Investing.com – Asian stock were mixed on Wednesday morning, with investors looking to a slew of central bank policy decisions due later in the day and on Thursday.
The U.S. Federal Reserve will hand down its policy decision later in the day, which is widely expected to continue the stance announced by Fed Chairman Jerome Powell at the Jackson Hole symposium on August 27. The Bank of Japan and Bank of England will hand down their respective decisions on Thursday.
Hopes for a COVID-19 vaccine rose after U.S. President Donald Trump said that a vaccine could be ready within three to four weeks. But his comments also raised concerns, as experts including National Institute of Allergy and Infectious Diseases Director Anthony Fauci are putting forward a more cautious timetable.

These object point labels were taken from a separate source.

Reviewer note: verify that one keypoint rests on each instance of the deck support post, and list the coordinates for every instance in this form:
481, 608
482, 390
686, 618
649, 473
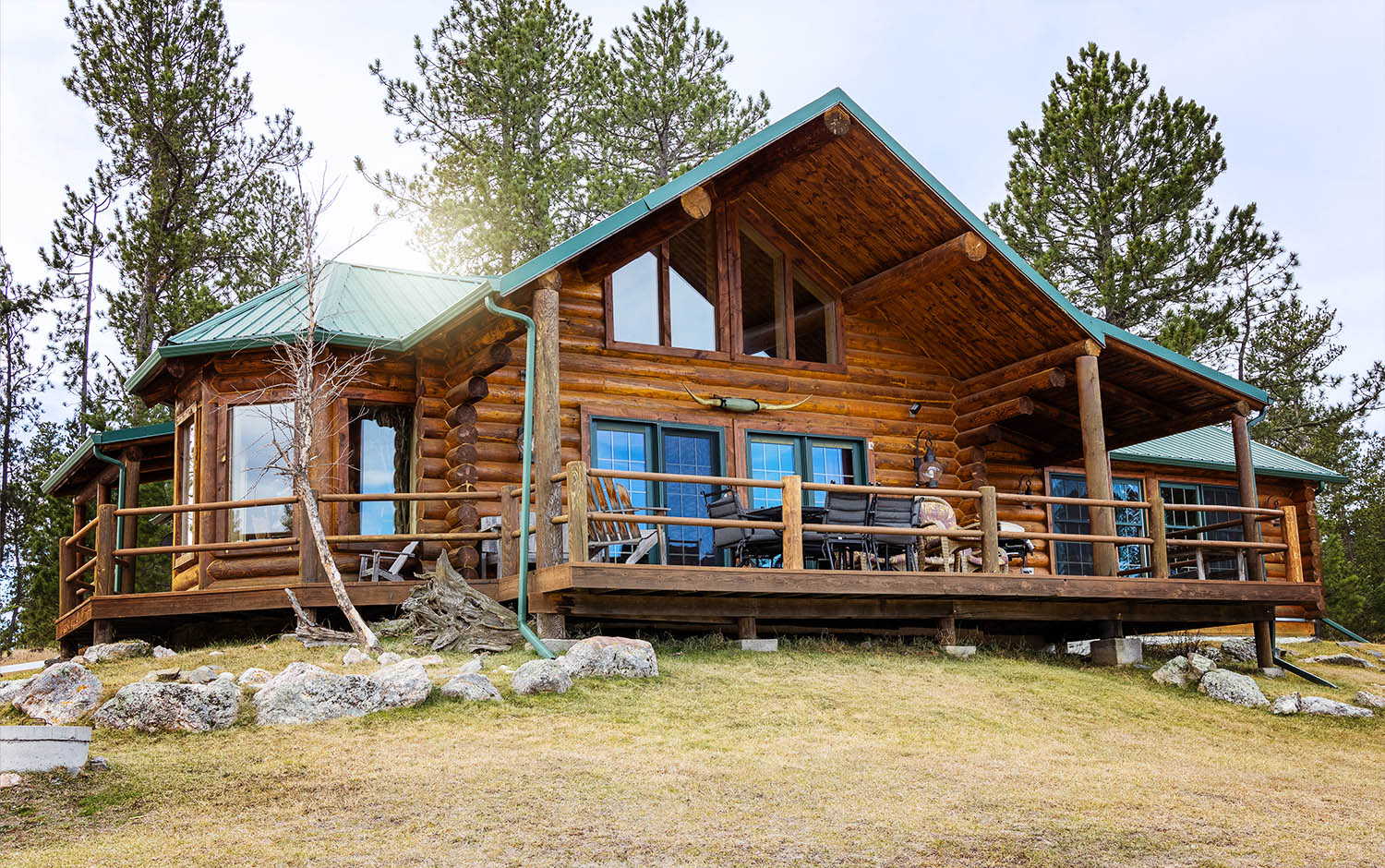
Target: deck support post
1251, 529
548, 441
1097, 464
792, 512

Trade issues are also at the forefront for the U.S. after the World Trade Organization ruled on Tuesday that the country violated international regulations by imposing tariffs on more than $234 billion worth of Chinese exports.
In Australia, the ASX 200 was up 0.89%.
Hong Kong’s Hang Seng Index inched down 0.07%, reversing some earlier gains. The city reported no new local cases on Tuesday, and is set to further relax social distancing measures on Friday.

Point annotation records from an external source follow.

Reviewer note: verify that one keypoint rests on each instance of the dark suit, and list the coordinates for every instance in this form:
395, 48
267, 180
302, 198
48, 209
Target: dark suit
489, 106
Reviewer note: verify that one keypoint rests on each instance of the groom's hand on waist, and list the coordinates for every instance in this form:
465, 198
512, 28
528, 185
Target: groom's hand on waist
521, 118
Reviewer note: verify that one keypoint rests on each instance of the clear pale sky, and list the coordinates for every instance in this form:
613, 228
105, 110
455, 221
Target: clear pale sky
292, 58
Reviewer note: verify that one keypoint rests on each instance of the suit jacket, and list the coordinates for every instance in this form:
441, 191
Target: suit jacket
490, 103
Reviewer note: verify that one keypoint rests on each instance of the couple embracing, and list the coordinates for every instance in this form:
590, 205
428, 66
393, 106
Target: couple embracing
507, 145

Investors are continuing the search for a catalyst to return global stocks back to their months-long rally, which came to halt earlier in the month. Central bank stimulus measures have provided some protection against risks such as the ever-rising number of global COVID-19 cases, November’s U.S. presidential election and the possibility of a no-deal Brexit.

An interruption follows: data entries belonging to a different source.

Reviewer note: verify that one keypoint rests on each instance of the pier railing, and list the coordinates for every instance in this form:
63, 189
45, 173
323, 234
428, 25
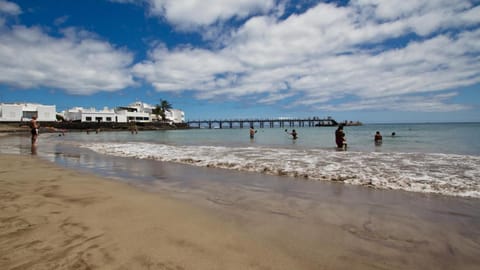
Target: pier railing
273, 122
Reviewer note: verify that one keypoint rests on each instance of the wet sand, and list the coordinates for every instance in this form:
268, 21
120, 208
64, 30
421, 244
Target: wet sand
180, 217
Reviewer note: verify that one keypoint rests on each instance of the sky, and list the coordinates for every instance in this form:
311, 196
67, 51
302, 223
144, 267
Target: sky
374, 61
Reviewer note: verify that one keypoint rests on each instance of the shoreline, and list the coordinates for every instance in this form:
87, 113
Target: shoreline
247, 222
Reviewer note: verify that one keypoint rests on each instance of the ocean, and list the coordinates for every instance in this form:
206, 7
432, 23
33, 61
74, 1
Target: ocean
440, 158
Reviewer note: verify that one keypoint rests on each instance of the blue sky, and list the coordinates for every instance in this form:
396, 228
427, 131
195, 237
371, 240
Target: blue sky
367, 60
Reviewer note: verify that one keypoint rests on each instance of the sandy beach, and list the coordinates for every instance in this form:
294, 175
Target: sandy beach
58, 218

“Given the volatility we have seen in the stock market in the last couple of weeks — as more evidence of some bubble-like characteristics in the exposure to growth stocks has been revealed — it’s hard to see a new, strong rally ahead of the U.S. election,” AXA Investment Managers chief investment officer of core investments Chris Iggo told Bloomberg.
Meanwhile, the U.S. Congress’ stalemate over the latest round of stimulus measures continued to raise concerns about the economic recovery from COVID-19.
“There is some expectation that with the U.S. Congress unwilling/unable to agree to a new fiscal package, monetary policy may need to step in to fill the void,” NAB analyst Tapas Strickland said in a note.
“Accordingly, markets will be focused on any changes to forward guidance and to any balance sheet adjustments,” the noted added.